戰爭會讓消耗食物的鼠人減少,並使其變為食物,讓更年輕力壯的鼠人存活下去。
而這些上趕著想去建功立業的年輕鼠人,就是變成這些食物的主要來源。
是,不參與戰爭不會成為鼠人上層的管理者,但是這些巡邏的鼠人最後卻能分得一點食物活下去。
萬事總有代價。
而參與戰爭的鼠人,只有跟隨最後勝利的派別,才會擁有象征鼠神的雕像,重新統領鼠人。
老斷齒與普通鼠人不一樣,它很怕死,這一性格也讓他活的更久。
老斷齒早已邁入鼠人的暮年,隻想安安穩穩的老死,權利反而沒那麽重要。
獨眼看著走兩步都喘息,似乎隨時可能掛掉的老斷齒,不屑的向一旁吐一口唾沫。
向著旁邊挪兩步,似乎怕老斷齒的腐朽味道沾染到身上。
獨眼剛朝著另外的通道方向扭頭,忽然,他在通道盡頭髮現了異常!
一隻手!
一隻白花花的人類手掌,手指修長,纖細,看上去美味至極。
那隻手的手掌貼著通道盡頭,似乎發現了正在看向自己的獨眼。
沒有逃跑,那隻手反而朝著流口水的獨眼打了個招呼。
那隻手掌勾勾食指,仿佛在說。
“你過來呀!”
獨眼鼠人看著那勾人的手掌,守著空蕩蕩的食物倉庫,肚子咕嚕嚕呐喊起來。
就好像凌晨兩三點從被窩裡餓醒的你,看到餐桌上放著辣烤雞爪、香鹵豬蹄、粉蒸鵝掌……
誰能抵擋這種誘惑?
獨眼心中明白可能有詐,但是雙腳卻誠實地替身體做出選擇。
“你幹嘛去?”蒼老的鼠人聲音從背後響起。看著趨步走遠的獨眼,斷齒開口喝問道。
“上廁所,不行啊!”眼底閃過一絲厭惡,獨眼並不想和這個半隻腳已經踏入死亡的年邁鼠人分享發現的美食。
但這也讓獨眼回過神,向著手下的三個棕毛鼠人呵斥道。
“你們三個跟我走。”趟雷的隊友還是很重要的。
大不了抓到手掌的主人後,等他吃飽了,留下幾根手指骨給他們嘗嘗。
“上廁所還用跟著這麽多人?”斷齒疑惑。
“怎麽,沒人看著我撒不出來,不許啊!”聲音夾帶怒火,也不知道這老東西哪來這麽多問題。
天知道這小玩意在鬧什麽么蛾子,斷齒也懶得和獨眼計較,往石牆上一倚,閉上雙眼不再追問。
三隻棕皮鼠人手下在前方探路,獨眼謹慎地繞過拐角。
前方的又一拐彎處,那白嫩的手掌一閃而過。
此時三隻棕皮鼠人也看到手掌存在,在斷齒的呵斥下,向著手掌消失的拐角追去。
就在三隻棕皮鼠人轉過拐角的一刹那,哪有什麽纖細的手掌與美味的肉食?只有眼前放大的礦鎬金屬鈍尖正在向著它們呼嘯奔來。

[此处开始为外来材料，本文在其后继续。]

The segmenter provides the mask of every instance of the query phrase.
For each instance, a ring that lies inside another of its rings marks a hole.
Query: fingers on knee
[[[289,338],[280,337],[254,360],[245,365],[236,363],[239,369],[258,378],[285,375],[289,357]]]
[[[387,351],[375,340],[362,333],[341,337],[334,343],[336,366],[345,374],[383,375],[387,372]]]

戰術很成功,殺過三隻鼠人小隊的方適清楚,這幫鼠人之間勾心鬥角,根本不信任,有好處,誰都想獨吞。
勾引其中一隻鼠人小隊過來,剩下另一隻鼠人小隊如同砧板上的魚肉,跑不了。
橫向用力揮舞,鐵鎬穿胸而過,兩隻棕皮鼠人當場斃命。
沒有拔出插在兩隻鼠人胸口的礦鎬,而是松開雙手,方適從腰間抽出一把不算太鈍的短刀。
橫掃千軍,一刀梟首。
方適抽刀將第三隻鼠人的腦袋斬落,乾淨利落。
操作流暢,幾乎在一瞬間發生。
後方的獨眼只看到自己手下三人剛剛繞過前方拐角,突然,一個足球大小的鼠頭噴著鮮血,在空中飛舞而起。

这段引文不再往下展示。